The “Data Management Lifecycle” refined a range of services for data management. A large number of new scientific datasets have been identified, collected and pre-processed to make them suitable for uploading to the VI-SEEM repository service for the benefit of the user communities. Tools for supporting the quality control of the data sets were developed and integrated into the data set management utilities.
The activity on “Domain-specific services and support” provided a range of domain-specific services in Climatology, Digital Cultural Heritage (DCH) and Life Sciences and kept maintaining the VRE environment (
http://vre.vi-seem.eu/(se abrirá en una nueva ventana)) listing the different service modules, workflows and software tools, community datasets and application-level services. The structure of the VRE-portal has been changed so as to provide a user-friendly environment; a Cross-disciplinary section was also introduced and direct access was provided to other VI-SEEM sites such as the training portal and the code repository. Scientific support was continuously provided by this activity to all applications regarding baseline e-Infrastructure and data services support and for porting and running of the required tools. A number of Cross-disciplinary applications were introduced. Cross-disciplinary ontological solution was also developed.
The opening up of the VRE platform was facilitated by the “Capacity building, open calls and sustainability” activity. The consortium supported overall 66 projects that used the computing and storage resources dedicated to the VI-SEEM project. In total, 41 projects requested access to the HPC CPUs, 15 to HPC GPUs, 4 to HPC Xeon Phi cards, 18 to Cloud, and 3 to Grid resources. Specifically in this second reporting period, the project supported 17 applications accepted in the 2nd call, 22 applications accepted in the 3rd call, and 6 applications accepted in the SME call for production use of resources and services.

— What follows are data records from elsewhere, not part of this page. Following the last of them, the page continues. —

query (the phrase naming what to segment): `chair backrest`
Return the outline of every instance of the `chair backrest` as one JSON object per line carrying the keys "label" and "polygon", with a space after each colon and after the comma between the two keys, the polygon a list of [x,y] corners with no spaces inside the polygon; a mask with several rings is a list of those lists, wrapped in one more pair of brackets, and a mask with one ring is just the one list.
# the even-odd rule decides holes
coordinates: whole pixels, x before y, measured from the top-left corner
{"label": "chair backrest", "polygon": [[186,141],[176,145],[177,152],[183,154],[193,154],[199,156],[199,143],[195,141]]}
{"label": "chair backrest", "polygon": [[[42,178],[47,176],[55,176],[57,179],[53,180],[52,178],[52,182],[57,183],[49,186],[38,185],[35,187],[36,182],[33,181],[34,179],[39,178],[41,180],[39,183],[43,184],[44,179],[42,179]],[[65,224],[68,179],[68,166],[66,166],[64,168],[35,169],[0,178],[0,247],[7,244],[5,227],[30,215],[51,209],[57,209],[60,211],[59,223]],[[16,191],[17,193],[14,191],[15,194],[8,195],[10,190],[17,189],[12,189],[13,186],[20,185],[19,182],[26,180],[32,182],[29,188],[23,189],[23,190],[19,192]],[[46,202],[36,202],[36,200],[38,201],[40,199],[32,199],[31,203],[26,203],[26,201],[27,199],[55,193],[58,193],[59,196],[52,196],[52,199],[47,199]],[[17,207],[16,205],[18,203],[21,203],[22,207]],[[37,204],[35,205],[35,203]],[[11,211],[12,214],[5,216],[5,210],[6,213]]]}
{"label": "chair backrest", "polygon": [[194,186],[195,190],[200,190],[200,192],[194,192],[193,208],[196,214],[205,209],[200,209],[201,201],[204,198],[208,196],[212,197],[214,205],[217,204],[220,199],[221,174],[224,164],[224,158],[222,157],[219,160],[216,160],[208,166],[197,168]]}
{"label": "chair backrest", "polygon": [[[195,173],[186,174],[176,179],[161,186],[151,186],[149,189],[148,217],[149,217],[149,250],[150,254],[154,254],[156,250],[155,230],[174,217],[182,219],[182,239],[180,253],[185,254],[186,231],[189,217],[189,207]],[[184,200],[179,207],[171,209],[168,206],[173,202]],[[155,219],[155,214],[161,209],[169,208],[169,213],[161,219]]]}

A strong dissemination, training and marketing campaign has been continued in the second project period. The project outreach has diversified in terms of audience, reaching out the students, universities, wide research community, SMEs and industry, and the highest level of policy making environment. During the second project period 1 regional and 9 national dissemination events were organized by the project and they attracted more than 600 participants. Participation in science fairs and similar large events has further extended the outreach to many thousands. More than 300 users were trained during the 11 training events (4 regional, 7 national). Project was presented at local universities with dedicated lectures and tours. 54 scientific publications were published, outlining the publishing of two special issues of the open access scientific journals SCPE and CIT with papers presenting project results. The project also took part in large-scale popular scientific events targeting general public, where the partners presented the project and opened the doors of their centres to the visitors.